Quanto durerà ancora questa storia sul Fair play finanziario?

«Crea e creerà senz'altro problemi. Fino a che ci saranno squadre che non hanno possibilità di ricavi come quelle estere e fino a quando non avremo generato tutte le possibilità di ricavo è evidente che saremo penalizzati e potremo permetterci meno campioni, dovremo saper puntare sui giovani talenti e sui vivai»

Allora Tevez?

«In questo momento non pensiamo assolutamente a campagne acquisti, se non ai giocatori che abbiamo e usarli al meglio».

Balotelli va al Milan?

«Balotelli? Non c'è uno più attaccato a Balotelli di me. L'ho visto crescere giorno per giorno e ho sempre visto in lui un grande campione, maturerà e porterà alto il nome dell'Italia. Al Milan? Sono cose che capitano».

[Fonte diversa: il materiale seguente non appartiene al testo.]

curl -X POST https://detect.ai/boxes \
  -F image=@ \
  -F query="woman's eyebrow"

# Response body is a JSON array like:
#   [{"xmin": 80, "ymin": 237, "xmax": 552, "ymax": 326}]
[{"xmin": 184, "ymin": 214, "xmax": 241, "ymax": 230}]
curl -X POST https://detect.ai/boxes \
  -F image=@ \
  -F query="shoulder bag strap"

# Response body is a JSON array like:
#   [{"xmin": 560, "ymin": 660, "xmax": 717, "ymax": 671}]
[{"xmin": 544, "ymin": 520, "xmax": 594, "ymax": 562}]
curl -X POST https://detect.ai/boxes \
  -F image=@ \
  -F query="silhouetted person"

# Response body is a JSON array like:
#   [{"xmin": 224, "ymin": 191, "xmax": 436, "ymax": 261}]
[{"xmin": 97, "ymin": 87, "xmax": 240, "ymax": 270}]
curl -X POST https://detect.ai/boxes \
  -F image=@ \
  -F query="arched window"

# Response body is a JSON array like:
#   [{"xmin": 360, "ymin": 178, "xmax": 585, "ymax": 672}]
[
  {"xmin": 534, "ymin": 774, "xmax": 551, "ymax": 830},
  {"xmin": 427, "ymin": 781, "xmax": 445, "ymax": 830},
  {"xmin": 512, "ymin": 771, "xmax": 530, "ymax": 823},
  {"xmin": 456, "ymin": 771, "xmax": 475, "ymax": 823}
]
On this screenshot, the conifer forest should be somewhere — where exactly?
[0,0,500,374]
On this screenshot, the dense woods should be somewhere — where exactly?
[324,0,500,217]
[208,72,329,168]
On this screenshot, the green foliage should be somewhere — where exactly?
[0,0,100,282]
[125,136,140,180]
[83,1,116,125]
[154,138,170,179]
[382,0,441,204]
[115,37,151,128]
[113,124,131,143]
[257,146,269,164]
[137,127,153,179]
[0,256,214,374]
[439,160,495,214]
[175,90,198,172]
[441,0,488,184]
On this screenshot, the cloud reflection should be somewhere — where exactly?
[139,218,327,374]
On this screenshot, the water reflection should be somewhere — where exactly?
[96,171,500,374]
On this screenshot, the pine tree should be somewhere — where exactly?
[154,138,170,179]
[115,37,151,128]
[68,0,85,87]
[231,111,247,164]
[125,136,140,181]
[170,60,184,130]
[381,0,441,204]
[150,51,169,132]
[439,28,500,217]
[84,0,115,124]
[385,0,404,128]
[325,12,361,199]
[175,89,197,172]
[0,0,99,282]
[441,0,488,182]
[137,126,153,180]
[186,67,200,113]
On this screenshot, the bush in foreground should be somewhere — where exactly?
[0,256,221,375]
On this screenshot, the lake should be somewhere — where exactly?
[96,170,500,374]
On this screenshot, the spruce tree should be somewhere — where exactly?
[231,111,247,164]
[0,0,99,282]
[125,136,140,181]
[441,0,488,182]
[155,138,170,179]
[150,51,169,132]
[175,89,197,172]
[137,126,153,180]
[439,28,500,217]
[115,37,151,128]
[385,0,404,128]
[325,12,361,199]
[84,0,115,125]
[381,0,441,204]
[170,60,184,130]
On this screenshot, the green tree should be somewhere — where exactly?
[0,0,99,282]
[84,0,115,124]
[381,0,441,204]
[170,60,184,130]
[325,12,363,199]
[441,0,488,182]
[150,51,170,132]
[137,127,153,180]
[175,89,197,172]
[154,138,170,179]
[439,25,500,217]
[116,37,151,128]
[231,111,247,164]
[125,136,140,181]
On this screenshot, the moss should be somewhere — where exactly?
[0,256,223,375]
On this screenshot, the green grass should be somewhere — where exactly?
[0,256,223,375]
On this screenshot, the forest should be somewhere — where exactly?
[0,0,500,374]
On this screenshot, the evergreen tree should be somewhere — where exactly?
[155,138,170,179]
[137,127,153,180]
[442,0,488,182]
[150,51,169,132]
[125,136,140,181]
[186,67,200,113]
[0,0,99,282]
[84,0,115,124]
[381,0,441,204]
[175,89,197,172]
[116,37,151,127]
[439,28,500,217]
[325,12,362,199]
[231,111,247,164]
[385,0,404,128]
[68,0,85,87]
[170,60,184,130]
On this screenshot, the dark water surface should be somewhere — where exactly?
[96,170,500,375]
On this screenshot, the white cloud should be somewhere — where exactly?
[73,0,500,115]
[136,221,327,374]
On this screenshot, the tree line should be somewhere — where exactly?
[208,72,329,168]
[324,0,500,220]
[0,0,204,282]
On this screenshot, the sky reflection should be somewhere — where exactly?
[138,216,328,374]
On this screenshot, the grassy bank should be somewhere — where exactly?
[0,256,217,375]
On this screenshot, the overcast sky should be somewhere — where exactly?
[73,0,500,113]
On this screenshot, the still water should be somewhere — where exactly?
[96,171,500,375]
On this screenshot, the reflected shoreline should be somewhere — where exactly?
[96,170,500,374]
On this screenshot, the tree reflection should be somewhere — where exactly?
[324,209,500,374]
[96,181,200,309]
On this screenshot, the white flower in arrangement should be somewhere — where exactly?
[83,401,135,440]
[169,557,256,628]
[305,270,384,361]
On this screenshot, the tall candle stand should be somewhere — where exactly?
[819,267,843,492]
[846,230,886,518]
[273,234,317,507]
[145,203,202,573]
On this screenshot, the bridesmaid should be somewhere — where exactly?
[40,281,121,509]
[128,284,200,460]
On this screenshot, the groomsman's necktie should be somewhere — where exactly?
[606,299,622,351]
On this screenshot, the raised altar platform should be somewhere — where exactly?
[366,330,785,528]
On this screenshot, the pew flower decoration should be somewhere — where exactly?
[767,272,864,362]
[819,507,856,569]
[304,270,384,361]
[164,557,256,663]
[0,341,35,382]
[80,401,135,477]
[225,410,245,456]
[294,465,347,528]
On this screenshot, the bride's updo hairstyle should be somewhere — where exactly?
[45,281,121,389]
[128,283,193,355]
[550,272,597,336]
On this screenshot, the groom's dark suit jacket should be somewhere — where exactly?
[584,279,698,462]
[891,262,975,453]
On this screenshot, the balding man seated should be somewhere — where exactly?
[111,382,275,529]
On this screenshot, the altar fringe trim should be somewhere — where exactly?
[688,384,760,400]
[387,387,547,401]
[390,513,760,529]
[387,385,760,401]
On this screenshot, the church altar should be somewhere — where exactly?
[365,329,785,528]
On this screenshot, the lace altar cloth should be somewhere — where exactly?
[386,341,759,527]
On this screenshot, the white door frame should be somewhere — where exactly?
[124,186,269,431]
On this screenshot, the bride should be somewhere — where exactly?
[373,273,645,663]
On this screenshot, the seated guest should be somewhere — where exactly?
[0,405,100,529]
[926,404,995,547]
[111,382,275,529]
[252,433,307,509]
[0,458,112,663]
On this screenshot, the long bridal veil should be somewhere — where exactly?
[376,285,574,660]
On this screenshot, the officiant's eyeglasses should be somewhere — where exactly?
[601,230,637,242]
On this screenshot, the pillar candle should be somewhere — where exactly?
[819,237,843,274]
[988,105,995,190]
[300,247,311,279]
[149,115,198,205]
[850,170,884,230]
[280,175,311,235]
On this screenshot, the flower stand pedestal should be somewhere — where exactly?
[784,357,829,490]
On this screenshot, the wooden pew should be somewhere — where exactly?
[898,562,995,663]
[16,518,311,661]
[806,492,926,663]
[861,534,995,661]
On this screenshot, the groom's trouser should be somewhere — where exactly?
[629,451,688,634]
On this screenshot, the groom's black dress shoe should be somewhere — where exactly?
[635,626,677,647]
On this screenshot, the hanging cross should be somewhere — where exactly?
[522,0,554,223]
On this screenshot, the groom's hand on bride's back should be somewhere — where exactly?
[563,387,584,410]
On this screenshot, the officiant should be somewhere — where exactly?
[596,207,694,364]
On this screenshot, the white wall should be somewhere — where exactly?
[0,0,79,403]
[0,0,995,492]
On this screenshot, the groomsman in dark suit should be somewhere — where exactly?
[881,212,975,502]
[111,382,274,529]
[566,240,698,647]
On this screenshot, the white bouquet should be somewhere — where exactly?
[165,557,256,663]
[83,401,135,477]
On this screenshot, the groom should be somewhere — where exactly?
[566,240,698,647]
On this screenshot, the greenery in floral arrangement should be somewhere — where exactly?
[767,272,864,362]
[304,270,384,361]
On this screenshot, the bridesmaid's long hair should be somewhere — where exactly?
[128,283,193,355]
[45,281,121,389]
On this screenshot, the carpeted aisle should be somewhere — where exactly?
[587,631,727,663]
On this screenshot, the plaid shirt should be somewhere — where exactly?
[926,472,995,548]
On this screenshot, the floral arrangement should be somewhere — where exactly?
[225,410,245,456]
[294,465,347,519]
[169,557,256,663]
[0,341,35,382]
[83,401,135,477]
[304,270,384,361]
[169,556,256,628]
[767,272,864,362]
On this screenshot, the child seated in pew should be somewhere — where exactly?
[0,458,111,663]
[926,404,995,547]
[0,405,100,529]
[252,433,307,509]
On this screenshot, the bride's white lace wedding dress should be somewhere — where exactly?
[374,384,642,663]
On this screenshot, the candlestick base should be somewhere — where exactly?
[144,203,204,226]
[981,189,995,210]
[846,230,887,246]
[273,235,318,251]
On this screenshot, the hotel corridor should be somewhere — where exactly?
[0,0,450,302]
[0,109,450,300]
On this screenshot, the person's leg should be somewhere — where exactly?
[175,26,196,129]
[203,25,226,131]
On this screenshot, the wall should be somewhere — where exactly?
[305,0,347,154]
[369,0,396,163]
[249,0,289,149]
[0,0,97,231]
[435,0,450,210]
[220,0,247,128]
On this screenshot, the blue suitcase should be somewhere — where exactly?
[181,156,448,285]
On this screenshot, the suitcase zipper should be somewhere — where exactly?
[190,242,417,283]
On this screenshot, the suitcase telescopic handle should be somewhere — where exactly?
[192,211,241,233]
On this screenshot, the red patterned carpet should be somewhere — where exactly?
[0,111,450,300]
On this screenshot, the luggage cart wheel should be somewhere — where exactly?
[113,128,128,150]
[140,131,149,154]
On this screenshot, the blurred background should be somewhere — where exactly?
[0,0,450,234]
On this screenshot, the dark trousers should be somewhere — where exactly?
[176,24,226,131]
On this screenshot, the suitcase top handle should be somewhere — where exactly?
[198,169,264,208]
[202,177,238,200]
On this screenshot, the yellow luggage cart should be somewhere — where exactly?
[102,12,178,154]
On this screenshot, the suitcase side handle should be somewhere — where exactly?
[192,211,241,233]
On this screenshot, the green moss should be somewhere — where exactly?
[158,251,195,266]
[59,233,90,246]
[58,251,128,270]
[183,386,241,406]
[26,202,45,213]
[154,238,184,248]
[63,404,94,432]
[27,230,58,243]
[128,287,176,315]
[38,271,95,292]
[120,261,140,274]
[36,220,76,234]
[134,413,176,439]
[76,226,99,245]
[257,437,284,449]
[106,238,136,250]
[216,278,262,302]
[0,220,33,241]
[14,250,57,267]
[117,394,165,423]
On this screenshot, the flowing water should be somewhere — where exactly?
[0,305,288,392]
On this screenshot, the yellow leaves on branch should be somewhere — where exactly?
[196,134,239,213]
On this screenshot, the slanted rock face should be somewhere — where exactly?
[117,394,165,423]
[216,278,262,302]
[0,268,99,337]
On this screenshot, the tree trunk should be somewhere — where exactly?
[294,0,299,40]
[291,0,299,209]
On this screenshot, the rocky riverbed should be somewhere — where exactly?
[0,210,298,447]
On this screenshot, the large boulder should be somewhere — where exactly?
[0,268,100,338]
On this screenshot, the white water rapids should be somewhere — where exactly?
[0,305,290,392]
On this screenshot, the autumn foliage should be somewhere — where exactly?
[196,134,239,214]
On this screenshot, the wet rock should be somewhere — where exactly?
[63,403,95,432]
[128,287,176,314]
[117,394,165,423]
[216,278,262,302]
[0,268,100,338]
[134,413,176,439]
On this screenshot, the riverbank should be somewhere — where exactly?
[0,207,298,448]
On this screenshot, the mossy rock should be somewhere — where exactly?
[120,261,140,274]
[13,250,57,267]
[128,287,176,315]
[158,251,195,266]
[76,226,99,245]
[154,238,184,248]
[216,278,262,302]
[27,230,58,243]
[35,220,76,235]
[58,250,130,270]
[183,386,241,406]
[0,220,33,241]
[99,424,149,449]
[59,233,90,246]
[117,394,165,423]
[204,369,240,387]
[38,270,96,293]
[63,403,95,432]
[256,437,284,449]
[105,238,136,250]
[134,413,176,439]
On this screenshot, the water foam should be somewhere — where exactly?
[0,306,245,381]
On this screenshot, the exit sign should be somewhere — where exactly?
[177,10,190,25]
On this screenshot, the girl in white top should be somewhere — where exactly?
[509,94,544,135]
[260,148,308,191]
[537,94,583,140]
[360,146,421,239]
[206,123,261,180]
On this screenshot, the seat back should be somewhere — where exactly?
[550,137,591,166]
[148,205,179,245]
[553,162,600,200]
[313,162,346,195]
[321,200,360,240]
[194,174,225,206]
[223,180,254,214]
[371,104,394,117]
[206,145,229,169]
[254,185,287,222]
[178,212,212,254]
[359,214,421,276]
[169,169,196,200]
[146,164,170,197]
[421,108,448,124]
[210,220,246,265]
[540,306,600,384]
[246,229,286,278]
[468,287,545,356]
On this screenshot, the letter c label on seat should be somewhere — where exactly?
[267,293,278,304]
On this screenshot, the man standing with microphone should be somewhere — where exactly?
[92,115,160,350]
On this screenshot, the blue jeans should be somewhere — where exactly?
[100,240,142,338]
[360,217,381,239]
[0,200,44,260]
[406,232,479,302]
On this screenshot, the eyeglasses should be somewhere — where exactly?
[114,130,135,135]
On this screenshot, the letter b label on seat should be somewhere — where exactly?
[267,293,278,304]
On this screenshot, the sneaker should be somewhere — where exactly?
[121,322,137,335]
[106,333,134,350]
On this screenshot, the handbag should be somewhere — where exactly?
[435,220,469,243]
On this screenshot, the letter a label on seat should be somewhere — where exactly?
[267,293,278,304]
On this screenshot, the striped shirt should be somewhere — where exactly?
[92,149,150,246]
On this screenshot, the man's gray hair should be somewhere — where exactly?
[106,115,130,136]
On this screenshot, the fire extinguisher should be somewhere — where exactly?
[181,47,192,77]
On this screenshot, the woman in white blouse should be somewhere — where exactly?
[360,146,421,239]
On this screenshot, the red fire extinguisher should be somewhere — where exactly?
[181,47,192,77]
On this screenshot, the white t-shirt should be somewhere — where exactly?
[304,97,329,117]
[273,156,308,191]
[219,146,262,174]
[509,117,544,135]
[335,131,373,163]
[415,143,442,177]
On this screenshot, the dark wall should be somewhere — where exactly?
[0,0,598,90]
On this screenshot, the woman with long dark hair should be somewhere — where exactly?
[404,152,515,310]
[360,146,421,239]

Eto'o part time è praticabile?

«Etòo? C'è stata una simpatica attestazione di affetto ma queste cose sono difficili a essere fattibili e mi ritengo di escludere che possa avere un seguito».

Come si sta evolvendo la faccenda dello scudetto 2006?

«Si deve pensare alla partita non alle altre cose che ognuno valuta a modo suo. Il nostro pensiero è diverso da quello della Juve ma non è sul campo che si devono valutare queste cose».

E gli arbitri?

«C'è stato qualche episodio che può essere analizzato».

E l'Inter?

«Non prendere gol è la base e il gioco sta crescendo».